Total number of active faults

uint32_t chunk_index

Which chunk this is (0-based)

uint32_t faults_in_chunk

Number of faults in this response

fault_t faults[4]

Up to 4 faults per response

struct redundancy_telemetry_t
#include <redundancy_manager.h>

Periodic telemetry payload.

Public Members

system_health_t health

Current health

uint32_t active_fault_count

Active faults

uint32_t total_faults_since_boot

Lifetime fault counter

uint32_t degraded_components

Bitmask of degraded components

uint32_t timestamp_ms

Telemetry timestamp

struct redundancy_manager_t
#include <redundancy_manager.h>

The redundancy manager state.

Public Members

fault_t faults[REDUNDANCY_MANAGER_MAX_FAULTS]

Active fault list

system_health_t health

Current aggregated system health

bool component_status[COMPONENT_COUNT]

True = OK, False = Degraded

uint32_t total_fault_count

Total faults since boot (for telemetry)

bool initialized

True if initialized

group Public API

Functions for initializing the redundancy manager.

All interaction with the redundancy manager occurs through events.
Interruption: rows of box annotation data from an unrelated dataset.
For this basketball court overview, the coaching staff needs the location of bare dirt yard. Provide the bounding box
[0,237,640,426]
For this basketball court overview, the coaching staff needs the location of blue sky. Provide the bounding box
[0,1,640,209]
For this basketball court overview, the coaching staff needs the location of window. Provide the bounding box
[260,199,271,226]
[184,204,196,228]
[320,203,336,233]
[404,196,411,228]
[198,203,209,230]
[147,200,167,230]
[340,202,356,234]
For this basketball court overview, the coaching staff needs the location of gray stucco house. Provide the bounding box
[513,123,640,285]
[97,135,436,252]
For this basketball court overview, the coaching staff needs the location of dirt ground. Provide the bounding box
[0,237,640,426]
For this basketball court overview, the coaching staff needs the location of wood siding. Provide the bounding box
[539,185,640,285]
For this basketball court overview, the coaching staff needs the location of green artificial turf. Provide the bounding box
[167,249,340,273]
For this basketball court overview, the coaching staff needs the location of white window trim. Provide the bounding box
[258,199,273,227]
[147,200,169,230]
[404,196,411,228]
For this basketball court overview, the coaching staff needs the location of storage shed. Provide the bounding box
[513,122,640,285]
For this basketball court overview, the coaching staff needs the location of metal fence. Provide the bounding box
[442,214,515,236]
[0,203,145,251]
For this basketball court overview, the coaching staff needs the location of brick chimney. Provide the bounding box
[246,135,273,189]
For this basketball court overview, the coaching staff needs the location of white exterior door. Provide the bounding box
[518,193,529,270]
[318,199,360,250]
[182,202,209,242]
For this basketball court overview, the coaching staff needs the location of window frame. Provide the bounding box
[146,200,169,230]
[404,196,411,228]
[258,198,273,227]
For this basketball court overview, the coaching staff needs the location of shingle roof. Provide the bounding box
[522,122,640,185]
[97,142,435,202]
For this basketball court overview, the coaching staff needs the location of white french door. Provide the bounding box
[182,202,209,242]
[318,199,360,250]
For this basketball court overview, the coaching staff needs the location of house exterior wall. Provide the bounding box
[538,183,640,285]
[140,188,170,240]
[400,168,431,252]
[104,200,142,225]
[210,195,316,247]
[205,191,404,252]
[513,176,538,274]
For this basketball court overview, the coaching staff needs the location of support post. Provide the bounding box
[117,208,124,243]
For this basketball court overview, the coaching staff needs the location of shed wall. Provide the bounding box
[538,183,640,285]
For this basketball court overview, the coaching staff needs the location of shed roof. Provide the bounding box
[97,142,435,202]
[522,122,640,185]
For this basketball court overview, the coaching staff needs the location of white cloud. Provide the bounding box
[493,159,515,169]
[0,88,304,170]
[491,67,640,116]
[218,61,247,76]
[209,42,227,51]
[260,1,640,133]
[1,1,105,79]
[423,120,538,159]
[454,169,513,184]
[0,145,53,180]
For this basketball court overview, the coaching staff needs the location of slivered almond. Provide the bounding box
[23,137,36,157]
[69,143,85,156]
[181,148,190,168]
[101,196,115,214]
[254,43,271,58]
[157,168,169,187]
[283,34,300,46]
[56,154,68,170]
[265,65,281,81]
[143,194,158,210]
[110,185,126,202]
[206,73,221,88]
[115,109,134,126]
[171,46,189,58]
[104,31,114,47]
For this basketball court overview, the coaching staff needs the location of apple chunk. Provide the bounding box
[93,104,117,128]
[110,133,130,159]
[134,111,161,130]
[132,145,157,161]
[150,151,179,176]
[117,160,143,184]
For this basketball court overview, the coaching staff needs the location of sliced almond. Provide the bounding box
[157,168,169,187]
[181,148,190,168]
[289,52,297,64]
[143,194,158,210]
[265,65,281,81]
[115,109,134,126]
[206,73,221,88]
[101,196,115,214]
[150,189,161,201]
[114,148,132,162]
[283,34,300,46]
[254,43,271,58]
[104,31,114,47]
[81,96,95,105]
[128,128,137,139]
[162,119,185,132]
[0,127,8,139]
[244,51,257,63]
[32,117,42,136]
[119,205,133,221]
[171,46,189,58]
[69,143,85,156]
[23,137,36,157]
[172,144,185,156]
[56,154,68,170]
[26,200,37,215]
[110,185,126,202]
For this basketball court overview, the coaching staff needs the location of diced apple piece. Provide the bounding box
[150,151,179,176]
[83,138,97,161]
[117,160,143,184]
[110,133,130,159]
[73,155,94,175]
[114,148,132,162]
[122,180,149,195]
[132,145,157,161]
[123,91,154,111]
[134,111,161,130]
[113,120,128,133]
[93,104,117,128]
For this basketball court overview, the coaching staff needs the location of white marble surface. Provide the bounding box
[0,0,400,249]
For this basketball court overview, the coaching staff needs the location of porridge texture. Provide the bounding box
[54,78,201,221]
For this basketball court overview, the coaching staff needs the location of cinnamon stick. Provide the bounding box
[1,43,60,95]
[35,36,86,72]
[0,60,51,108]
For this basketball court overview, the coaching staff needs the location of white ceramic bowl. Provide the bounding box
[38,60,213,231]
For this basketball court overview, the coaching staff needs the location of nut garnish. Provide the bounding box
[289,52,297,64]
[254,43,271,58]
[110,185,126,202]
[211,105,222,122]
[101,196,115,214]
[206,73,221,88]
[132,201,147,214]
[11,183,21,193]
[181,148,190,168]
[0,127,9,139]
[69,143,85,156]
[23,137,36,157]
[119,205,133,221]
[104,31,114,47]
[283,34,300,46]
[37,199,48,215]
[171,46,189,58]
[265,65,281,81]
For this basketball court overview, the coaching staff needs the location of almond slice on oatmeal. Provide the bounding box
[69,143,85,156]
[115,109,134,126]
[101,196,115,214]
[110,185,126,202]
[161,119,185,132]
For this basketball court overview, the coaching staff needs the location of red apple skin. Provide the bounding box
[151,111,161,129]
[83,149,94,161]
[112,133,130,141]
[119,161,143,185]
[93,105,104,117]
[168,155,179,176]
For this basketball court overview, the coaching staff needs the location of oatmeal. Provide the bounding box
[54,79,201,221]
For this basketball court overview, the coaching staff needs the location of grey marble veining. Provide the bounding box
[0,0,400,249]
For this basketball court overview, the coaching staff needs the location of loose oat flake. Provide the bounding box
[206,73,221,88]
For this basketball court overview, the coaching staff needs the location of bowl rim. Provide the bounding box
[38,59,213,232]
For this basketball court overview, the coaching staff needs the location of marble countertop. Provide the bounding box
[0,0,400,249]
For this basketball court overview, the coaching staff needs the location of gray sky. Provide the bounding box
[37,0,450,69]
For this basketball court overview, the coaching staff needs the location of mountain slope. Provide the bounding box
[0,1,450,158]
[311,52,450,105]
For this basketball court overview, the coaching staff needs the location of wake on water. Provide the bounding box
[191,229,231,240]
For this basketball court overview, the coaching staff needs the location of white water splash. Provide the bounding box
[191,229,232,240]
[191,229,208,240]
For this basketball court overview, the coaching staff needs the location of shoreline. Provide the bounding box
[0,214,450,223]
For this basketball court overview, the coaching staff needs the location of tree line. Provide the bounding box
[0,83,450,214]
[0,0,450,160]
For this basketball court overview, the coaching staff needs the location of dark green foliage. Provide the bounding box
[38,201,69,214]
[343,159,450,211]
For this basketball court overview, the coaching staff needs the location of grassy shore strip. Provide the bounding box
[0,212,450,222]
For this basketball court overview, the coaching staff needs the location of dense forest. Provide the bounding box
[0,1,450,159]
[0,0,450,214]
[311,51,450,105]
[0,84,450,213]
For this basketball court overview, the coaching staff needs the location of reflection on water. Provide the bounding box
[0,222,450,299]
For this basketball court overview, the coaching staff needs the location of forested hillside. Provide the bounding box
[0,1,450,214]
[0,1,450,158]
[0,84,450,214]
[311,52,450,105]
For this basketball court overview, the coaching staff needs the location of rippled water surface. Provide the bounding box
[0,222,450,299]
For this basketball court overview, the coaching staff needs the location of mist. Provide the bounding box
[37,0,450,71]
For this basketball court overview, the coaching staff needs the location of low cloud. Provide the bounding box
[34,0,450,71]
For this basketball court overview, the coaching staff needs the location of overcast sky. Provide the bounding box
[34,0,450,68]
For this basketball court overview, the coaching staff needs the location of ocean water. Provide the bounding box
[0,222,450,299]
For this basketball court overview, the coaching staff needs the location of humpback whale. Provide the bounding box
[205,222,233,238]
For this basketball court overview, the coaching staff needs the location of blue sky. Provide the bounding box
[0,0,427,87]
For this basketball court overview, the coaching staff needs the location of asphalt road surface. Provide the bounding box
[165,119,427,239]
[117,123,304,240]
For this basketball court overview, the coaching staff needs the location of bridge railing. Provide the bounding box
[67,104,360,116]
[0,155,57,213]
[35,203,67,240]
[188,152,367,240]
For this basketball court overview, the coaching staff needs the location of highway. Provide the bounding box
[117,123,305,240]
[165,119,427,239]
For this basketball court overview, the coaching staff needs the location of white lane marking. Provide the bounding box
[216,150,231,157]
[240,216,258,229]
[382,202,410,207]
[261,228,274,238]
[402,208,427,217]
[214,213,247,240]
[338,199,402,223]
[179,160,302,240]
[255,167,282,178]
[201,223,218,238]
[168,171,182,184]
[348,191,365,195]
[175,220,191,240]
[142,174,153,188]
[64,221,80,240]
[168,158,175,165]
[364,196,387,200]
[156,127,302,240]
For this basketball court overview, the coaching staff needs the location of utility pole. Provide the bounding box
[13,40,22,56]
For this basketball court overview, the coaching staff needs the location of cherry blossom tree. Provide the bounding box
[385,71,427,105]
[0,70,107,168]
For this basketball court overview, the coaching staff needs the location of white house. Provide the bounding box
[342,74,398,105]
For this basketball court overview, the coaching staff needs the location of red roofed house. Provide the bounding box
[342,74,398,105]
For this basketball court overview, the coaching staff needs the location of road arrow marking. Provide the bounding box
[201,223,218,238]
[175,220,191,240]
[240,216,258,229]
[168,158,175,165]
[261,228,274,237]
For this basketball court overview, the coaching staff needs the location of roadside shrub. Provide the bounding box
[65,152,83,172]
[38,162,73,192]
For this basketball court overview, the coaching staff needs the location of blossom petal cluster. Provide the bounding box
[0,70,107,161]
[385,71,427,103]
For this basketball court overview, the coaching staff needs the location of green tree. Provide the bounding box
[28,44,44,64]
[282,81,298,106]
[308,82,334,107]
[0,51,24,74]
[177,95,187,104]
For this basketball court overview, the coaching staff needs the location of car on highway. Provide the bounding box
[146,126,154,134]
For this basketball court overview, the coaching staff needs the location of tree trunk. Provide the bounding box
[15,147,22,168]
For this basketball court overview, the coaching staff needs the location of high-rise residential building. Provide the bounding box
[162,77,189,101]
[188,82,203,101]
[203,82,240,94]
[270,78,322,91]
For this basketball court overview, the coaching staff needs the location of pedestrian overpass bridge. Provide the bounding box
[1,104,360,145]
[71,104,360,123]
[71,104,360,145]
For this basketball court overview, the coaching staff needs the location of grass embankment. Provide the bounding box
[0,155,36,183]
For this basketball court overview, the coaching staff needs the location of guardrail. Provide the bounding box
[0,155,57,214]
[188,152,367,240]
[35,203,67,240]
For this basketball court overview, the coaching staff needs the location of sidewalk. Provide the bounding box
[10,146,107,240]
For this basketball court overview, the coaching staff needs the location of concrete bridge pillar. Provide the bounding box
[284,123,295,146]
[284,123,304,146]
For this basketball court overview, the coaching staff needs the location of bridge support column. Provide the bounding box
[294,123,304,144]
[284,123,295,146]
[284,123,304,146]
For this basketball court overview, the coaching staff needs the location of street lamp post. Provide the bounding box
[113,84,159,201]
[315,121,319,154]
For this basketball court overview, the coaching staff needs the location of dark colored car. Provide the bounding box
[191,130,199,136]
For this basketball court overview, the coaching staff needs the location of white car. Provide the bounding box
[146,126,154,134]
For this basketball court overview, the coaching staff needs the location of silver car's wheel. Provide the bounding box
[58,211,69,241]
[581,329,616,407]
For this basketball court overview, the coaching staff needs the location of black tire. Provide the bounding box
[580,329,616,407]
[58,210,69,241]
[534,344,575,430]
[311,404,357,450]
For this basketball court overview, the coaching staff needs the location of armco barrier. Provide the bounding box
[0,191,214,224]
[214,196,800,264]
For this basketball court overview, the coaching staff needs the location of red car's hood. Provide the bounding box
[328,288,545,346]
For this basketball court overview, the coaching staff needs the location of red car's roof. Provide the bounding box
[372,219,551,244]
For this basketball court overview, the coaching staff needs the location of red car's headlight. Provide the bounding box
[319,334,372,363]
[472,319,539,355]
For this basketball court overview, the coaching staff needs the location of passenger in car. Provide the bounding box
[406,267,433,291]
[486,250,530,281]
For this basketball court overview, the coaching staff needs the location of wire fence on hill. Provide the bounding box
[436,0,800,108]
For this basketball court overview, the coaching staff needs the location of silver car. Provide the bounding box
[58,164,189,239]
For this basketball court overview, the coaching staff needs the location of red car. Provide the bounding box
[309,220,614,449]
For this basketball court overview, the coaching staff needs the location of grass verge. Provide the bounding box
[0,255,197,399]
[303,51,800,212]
The manager publishes health updates and responds to query requests via the event bus.

Functions

void redundancy_manager_init(redundancy_manager_t *manager)

Initialize the Redundancy Manager.

Clears all faults, sets system health to SYSTEM_HEALTH_OK, and subscribes to:

  • Fault events from all services (e.g., BATTERY_EVENT_FAULT_DETECTED)

  • Query request events from applications

  • Recovery events from services

Publishes initial REDUNDANCY_EVENT_HEALTH_RECOVERED event after init.

Parameters:

manager[inout] The redundancy manager to initialize.